The ridiculous US style TV hustings to which we are all subjected has served only to demonstrate a lack of commitment to anything except their own ambition.  They are both defined by the government they happily served in, off the cuff sound bites and throw away policies that vanish as soon as a light is shone on them. Both need reminding that they were elected on the party manifesto of 2019, a manifesto that is 90% undelivered. Both need telling that if the Johnson government got it wrong, as opposed to he personally getting it wrong, then it is a general election we need, not a new PM.

Neither Rishi Sunak nor Liz Truss will ever be a Margaret Thatcher, some might be glad of that, but it is commitment to ideology that differentiates them — not the ideology itself. Mrs Thatcher set out her plan in 1979, the British people gave her an overwhelming majority and she set about carrying out her revolutionary plan to change Britain. Liz Truss and Rishi Sunak were elected with an overwhelming majority too, but they like their former boss and certainly unlike Mrs Thatcher, had no real intention of ever carrying out the pledges they made to get it.

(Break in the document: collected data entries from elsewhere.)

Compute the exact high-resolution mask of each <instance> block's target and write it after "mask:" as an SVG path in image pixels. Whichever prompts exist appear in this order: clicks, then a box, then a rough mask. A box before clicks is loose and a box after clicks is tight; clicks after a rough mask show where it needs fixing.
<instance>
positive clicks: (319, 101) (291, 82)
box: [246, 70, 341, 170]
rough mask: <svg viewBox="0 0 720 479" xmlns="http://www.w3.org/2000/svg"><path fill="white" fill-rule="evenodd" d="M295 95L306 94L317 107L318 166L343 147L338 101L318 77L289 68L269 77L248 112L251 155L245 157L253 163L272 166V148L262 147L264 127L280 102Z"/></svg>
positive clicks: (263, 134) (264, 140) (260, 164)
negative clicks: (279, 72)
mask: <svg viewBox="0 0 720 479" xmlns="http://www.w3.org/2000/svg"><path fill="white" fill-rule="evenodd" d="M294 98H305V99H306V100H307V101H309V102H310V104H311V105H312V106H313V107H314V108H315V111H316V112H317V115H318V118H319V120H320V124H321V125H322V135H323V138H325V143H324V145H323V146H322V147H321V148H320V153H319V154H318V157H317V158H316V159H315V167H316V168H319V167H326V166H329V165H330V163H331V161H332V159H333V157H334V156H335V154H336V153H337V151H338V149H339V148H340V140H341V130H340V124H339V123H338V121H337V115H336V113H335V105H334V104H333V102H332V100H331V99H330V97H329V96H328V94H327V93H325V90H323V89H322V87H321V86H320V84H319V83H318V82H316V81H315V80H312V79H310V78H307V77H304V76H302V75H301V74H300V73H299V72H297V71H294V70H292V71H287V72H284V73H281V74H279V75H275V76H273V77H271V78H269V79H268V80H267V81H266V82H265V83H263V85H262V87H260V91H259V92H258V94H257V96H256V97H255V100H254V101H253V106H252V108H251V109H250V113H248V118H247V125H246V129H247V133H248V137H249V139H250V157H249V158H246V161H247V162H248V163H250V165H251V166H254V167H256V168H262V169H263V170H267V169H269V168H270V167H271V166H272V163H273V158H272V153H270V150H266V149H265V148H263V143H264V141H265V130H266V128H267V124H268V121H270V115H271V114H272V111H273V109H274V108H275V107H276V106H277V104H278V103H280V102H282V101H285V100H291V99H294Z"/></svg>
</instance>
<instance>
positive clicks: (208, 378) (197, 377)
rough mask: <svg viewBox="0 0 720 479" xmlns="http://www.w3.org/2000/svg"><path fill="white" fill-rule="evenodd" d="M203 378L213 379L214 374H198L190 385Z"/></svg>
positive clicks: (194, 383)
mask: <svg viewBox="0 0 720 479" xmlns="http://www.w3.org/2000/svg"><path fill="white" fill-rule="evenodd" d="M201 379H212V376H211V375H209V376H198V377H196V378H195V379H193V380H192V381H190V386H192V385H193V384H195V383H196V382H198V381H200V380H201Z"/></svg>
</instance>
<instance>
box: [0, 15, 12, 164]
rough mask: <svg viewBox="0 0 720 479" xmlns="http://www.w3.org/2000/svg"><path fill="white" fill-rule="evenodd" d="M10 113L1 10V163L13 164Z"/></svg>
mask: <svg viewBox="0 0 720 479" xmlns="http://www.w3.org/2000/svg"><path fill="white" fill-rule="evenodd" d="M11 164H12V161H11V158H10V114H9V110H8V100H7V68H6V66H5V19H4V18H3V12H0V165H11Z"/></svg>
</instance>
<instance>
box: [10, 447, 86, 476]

So now they continue on the media pantomime, making ever more absurd promises to an electorate of 160,000. Our new PM will be appointed not elected, by a non-representative and tiny section of the population. He or she do not even consider themselves bound by the promises they made when canvassing in 2019. All either of them really had to do in this contrived competition is re-commit to the manifesto that put them in government. That they will not do that tells us all we need to know about their Thatcherite credentials.

Barry Turner is a Senior Lecturer in War Reporting and Human Rights and a member of the Royal United Services Institute.